Posté le 7 Septembre 2012 dans Les Communiqués , National , Sécurité/Police/Justice


Benoît LUTGEN, Président du cdH, se réjouit de la décision du Comité ministériel restreint, de ce jeudi 6 septembre, de mettre en œuvre l’accord de Gouvernement concernant la période de sûreté, autrement dit la durée effective de l’emprisonnement. Concrètement, cela signifie que les délais minimaux pour demander une libération conditionnelle en cas de condamnation à 30 ans ou à perpétuité passent :

  • de 10 à 15 ans en cas de première condamnation ;
  • de 16 à 23 ans en cas de récidive.


Pour rappel, cette décision qui figure dans l’accord de Gouvernement s’inspire largement d’une proposition de loi déposée voici un an par les Députés cdH Christian BROTCORNE et Joseph GEORGE.

Le cdH estime très positif la décision de travailler sur une prise en compte plus importante des victimes et des familles des victimes, dans la procédure de demande de libération conditionnelle.

Le cdH est également satisfait des autres mesures concernant le renforcement la libération conditionnelle. En effet, le Comité ministériel restreint a décidé que, pour une personne condamnée à 30 ans de prison avec mise à disposition du Gouvernement ou un récidiviste condamné à 30 ans, toute future demande de libération conditionnelle sera à présent conditionnée à un avis positif du Parquet et à un avis positif du directeur de l’établissement pénitentiaire. Si l’un des deux met son véto, la demande de libération conditionnelle ne sera pas analysée. Les décisions devront en outre être prises à l’unanimité par le Tribunal d’Application des Peines. Cette disposition sera d’application immédiate.
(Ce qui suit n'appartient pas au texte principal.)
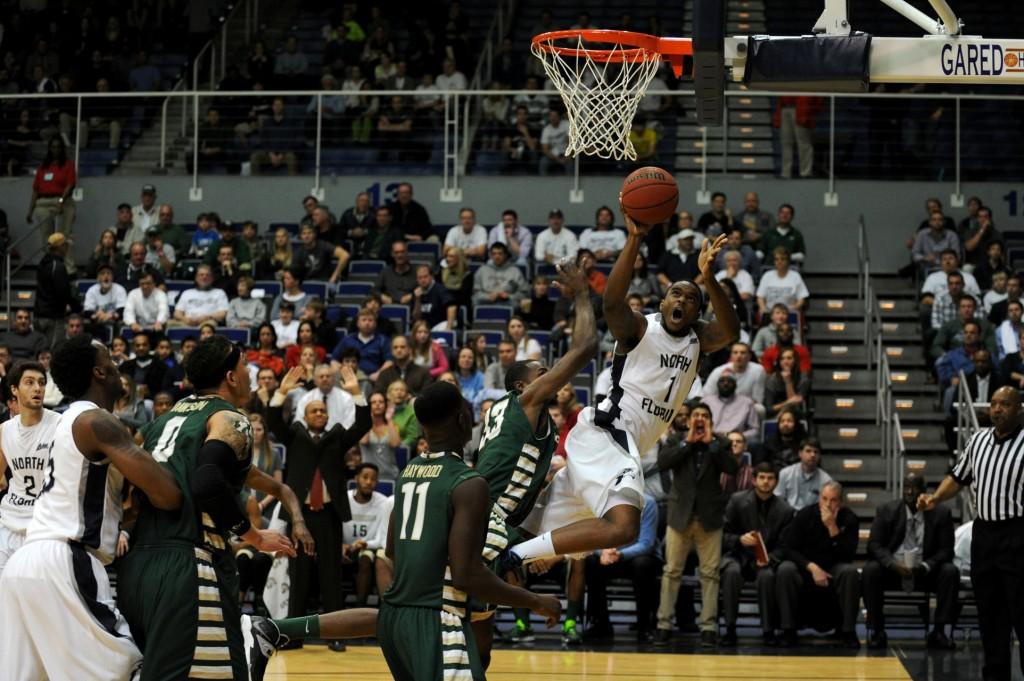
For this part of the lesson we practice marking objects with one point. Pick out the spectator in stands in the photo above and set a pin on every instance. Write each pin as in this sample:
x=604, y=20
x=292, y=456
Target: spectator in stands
x=22, y=341
x=603, y=239
x=754, y=518
x=909, y=548
x=516, y=237
x=556, y=242
x=104, y=300
x=639, y=563
x=819, y=547
x=202, y=303
x=554, y=142
x=695, y=516
x=781, y=285
x=801, y=483
x=718, y=220
x=784, y=235
x=373, y=347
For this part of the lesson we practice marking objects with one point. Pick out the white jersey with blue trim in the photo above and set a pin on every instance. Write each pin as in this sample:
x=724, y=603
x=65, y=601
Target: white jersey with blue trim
x=649, y=383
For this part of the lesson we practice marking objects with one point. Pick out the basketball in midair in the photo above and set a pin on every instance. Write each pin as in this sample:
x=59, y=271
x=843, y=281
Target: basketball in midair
x=650, y=195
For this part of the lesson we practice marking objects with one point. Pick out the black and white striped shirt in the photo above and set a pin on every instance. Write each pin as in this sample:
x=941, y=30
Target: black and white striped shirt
x=995, y=468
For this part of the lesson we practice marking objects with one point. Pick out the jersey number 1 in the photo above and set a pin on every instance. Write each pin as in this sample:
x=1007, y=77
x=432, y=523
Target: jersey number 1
x=408, y=492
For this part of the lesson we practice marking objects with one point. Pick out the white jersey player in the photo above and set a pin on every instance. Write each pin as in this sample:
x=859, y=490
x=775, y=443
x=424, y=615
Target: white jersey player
x=60, y=619
x=595, y=502
x=25, y=451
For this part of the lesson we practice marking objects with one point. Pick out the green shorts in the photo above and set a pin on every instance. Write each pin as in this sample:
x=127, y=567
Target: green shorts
x=427, y=644
x=182, y=605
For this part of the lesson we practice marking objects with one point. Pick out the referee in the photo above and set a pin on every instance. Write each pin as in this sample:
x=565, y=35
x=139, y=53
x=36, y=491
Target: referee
x=992, y=463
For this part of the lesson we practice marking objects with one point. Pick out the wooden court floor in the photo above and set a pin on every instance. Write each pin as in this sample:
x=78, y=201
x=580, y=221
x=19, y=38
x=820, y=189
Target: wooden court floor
x=317, y=664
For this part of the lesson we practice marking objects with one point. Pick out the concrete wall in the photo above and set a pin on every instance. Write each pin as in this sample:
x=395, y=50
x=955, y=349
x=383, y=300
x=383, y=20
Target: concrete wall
x=892, y=210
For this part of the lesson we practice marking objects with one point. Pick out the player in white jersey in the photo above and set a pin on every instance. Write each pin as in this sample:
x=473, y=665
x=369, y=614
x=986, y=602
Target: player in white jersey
x=25, y=449
x=595, y=502
x=60, y=620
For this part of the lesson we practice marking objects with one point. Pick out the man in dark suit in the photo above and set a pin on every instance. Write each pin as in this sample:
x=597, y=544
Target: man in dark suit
x=316, y=472
x=695, y=512
x=912, y=549
x=757, y=510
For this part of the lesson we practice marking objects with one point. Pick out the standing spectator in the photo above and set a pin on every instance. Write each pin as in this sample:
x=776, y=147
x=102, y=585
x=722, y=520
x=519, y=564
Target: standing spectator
x=556, y=242
x=146, y=306
x=753, y=516
x=695, y=517
x=470, y=236
x=51, y=207
x=801, y=483
x=818, y=548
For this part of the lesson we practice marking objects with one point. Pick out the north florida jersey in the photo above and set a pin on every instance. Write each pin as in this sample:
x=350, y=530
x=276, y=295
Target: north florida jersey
x=81, y=500
x=649, y=383
x=27, y=450
x=422, y=520
x=514, y=459
x=174, y=439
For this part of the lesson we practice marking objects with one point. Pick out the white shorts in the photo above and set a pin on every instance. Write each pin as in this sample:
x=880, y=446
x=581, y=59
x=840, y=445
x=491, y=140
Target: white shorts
x=9, y=543
x=599, y=473
x=60, y=622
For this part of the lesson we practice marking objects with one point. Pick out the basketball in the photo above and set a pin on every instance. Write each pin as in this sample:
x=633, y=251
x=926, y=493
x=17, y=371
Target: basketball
x=650, y=195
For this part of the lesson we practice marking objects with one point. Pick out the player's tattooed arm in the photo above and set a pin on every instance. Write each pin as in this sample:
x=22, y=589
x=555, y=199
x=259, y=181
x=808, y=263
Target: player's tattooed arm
x=99, y=434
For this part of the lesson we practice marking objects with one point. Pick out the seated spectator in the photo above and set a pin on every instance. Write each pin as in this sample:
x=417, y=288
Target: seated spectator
x=638, y=563
x=604, y=240
x=785, y=341
x=556, y=242
x=470, y=236
x=426, y=351
x=733, y=412
x=818, y=548
x=517, y=238
x=396, y=281
x=781, y=285
x=786, y=386
x=244, y=311
x=104, y=300
x=754, y=517
x=431, y=302
x=265, y=353
x=145, y=306
x=373, y=347
x=202, y=303
x=499, y=281
x=784, y=236
x=801, y=483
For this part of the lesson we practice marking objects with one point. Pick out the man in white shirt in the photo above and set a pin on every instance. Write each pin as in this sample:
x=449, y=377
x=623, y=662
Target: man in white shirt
x=340, y=406
x=104, y=300
x=146, y=306
x=516, y=237
x=470, y=236
x=556, y=242
x=204, y=303
x=554, y=141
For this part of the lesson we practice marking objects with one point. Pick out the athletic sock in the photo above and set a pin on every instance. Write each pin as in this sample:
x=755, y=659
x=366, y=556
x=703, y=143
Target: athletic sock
x=535, y=549
x=299, y=629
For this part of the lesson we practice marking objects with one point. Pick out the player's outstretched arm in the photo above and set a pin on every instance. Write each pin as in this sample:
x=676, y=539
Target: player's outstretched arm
x=725, y=330
x=99, y=434
x=628, y=327
x=471, y=504
x=543, y=390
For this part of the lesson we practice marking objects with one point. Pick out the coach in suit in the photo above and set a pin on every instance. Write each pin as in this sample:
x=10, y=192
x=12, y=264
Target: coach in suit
x=315, y=471
x=749, y=511
x=910, y=548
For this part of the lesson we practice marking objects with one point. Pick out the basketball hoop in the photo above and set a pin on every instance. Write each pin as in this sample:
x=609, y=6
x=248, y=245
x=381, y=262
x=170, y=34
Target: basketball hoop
x=601, y=88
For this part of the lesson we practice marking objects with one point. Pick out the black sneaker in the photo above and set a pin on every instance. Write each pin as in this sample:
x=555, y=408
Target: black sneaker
x=261, y=639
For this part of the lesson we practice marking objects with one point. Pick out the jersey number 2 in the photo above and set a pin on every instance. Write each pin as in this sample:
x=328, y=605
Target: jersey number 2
x=408, y=492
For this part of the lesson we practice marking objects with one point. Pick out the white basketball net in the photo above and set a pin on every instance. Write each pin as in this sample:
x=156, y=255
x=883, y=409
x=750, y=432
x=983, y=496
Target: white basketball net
x=600, y=97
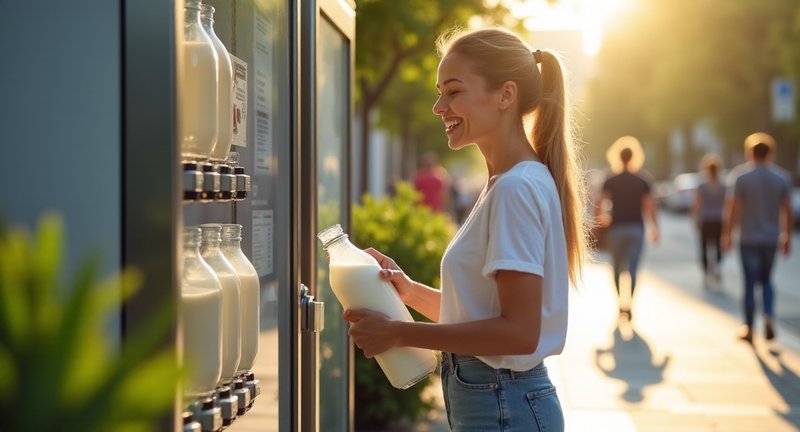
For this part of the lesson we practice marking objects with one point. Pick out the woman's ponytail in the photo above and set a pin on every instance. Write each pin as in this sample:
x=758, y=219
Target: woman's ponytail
x=555, y=145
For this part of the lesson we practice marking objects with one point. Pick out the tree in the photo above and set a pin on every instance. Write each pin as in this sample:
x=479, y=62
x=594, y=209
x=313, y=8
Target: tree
x=397, y=38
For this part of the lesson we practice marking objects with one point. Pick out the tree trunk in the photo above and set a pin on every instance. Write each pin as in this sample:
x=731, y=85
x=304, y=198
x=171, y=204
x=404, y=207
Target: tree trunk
x=363, y=147
x=689, y=156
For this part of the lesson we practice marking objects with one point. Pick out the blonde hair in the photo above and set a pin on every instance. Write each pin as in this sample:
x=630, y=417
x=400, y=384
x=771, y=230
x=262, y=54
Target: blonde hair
x=759, y=138
x=498, y=56
x=614, y=154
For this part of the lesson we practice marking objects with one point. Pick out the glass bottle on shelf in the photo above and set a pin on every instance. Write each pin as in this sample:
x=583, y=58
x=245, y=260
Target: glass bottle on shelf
x=250, y=290
x=197, y=93
x=201, y=320
x=224, y=89
x=231, y=299
x=355, y=280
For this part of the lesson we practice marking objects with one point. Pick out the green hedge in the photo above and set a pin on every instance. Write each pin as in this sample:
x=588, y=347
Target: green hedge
x=416, y=238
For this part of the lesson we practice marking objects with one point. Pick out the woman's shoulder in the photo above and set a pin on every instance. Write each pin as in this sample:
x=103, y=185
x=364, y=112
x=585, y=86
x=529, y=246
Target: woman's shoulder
x=527, y=173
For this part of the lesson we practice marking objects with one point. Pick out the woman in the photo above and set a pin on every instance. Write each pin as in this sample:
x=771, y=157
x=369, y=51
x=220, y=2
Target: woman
x=709, y=201
x=502, y=308
x=631, y=201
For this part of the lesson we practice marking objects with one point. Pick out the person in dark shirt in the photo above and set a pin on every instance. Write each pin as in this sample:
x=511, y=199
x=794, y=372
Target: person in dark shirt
x=626, y=195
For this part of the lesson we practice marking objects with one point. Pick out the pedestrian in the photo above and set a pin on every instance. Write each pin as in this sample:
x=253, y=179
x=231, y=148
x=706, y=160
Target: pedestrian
x=707, y=208
x=502, y=307
x=628, y=194
x=759, y=198
x=433, y=182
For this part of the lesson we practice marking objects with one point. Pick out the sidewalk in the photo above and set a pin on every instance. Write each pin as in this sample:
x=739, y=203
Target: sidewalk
x=677, y=366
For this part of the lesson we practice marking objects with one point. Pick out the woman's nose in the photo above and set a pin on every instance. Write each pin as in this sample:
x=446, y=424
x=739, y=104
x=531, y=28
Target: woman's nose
x=438, y=107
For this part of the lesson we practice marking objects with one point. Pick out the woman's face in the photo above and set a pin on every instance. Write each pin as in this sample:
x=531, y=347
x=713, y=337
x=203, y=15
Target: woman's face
x=470, y=113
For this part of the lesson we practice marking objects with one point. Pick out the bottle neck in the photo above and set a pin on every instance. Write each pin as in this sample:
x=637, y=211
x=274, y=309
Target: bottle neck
x=231, y=243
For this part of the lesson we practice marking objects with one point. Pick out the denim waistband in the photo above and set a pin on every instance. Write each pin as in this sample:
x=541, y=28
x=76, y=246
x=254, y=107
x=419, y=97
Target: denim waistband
x=451, y=360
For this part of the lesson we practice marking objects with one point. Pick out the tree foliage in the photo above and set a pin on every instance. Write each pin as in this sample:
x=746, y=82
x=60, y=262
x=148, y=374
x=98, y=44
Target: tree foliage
x=673, y=63
x=58, y=368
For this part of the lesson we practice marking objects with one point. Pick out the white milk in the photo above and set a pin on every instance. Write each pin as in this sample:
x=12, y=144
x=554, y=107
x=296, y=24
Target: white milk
x=198, y=105
x=359, y=286
x=225, y=100
x=202, y=336
x=250, y=319
x=231, y=321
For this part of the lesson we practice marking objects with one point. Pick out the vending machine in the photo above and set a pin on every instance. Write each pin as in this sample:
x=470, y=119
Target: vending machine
x=204, y=142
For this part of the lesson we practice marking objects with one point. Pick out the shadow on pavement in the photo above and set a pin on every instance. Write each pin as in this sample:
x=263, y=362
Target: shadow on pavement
x=630, y=359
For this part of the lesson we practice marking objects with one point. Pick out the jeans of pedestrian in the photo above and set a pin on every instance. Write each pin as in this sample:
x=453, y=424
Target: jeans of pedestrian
x=625, y=243
x=757, y=263
x=479, y=398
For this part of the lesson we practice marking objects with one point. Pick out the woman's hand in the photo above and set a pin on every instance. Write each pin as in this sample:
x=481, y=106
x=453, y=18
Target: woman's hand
x=392, y=273
x=371, y=331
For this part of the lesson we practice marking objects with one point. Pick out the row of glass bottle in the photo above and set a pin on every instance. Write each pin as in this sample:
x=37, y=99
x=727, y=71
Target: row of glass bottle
x=219, y=308
x=206, y=88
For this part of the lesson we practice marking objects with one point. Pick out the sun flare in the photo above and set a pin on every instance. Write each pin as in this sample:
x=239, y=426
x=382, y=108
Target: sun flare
x=588, y=16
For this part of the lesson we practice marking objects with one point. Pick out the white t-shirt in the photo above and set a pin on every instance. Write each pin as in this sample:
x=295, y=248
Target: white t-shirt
x=517, y=226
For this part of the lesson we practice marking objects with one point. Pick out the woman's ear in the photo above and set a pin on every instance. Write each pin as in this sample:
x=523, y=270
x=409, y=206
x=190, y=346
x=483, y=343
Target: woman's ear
x=508, y=94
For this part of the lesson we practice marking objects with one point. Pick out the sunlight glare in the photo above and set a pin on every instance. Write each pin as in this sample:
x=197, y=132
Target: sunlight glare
x=588, y=16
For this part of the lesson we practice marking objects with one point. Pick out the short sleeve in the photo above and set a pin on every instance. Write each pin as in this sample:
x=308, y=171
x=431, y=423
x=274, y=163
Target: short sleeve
x=517, y=229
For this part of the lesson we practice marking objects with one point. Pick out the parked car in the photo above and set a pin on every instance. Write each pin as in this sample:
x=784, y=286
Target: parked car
x=677, y=194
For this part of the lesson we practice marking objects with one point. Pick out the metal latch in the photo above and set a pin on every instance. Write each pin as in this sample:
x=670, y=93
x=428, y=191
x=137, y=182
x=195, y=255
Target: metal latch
x=312, y=313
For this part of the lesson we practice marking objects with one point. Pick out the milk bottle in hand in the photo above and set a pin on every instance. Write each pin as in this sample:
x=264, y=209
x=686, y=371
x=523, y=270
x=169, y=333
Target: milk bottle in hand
x=355, y=280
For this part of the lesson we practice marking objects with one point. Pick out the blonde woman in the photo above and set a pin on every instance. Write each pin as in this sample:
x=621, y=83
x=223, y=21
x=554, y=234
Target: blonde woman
x=631, y=201
x=502, y=308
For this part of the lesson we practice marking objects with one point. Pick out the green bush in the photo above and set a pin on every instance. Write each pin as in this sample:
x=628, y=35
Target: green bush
x=415, y=238
x=58, y=370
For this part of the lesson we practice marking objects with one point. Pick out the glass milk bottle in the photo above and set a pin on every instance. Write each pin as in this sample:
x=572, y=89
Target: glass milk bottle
x=231, y=299
x=250, y=292
x=355, y=280
x=201, y=319
x=224, y=89
x=197, y=103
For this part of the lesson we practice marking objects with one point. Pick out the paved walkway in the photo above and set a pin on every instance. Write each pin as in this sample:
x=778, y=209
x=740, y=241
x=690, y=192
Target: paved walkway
x=677, y=366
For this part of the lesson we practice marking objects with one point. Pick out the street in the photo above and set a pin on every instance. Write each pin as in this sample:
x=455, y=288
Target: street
x=678, y=365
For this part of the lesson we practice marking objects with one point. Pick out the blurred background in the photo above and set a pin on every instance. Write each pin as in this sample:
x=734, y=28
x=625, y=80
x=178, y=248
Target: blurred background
x=686, y=77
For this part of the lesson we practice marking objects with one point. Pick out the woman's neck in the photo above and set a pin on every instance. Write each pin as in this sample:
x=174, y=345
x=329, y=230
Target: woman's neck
x=506, y=151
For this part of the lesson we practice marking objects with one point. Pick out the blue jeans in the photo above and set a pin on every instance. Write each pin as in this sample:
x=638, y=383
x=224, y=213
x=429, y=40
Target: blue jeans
x=625, y=242
x=757, y=263
x=480, y=398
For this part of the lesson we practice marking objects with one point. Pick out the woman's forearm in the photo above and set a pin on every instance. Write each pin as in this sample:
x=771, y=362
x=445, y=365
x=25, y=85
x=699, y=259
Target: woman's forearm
x=493, y=336
x=425, y=300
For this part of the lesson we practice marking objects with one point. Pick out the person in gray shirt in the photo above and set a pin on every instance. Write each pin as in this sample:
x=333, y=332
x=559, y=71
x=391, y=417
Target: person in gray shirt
x=760, y=197
x=707, y=210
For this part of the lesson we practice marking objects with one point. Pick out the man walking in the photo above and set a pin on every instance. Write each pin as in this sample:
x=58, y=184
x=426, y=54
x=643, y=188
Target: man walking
x=760, y=196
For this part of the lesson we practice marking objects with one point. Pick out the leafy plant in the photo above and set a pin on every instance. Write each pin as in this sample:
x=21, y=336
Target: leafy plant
x=416, y=238
x=58, y=370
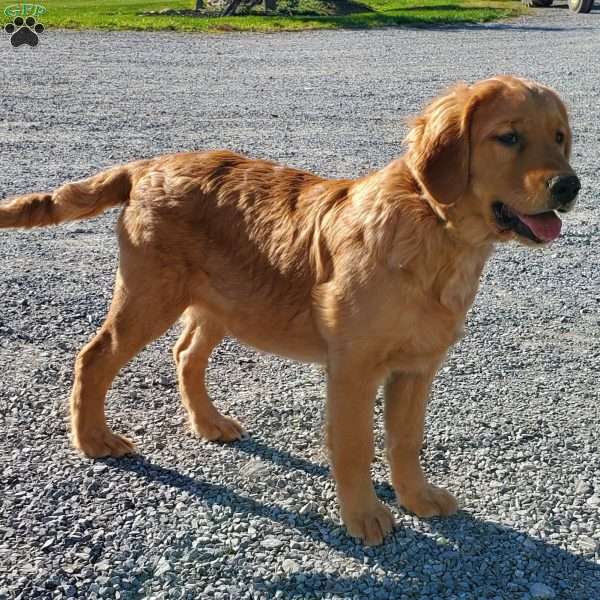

Le cdH a obtenu que pour les condamnés qui auront purgé leurs 30 ans de prison mais qui restent sous le coup d’une mise à disposition du Gouvernement, toute éventuelle décision de libération en fin de peine pourra faire l’objet d’un appel du Parquet.

Enfin, pour le cdH, il reste essentiel que des moyens complémentaires soient dégagés pour améliorer les mesures propices à la réinsertion sociale des détenus. L’objectif est double : d’une part protéger au mieux la société en évitant au maximum les risques de récidive d’anciens détenus et d’autre part, les aider à se réinsérer dans la société après avoir été privé de liberté.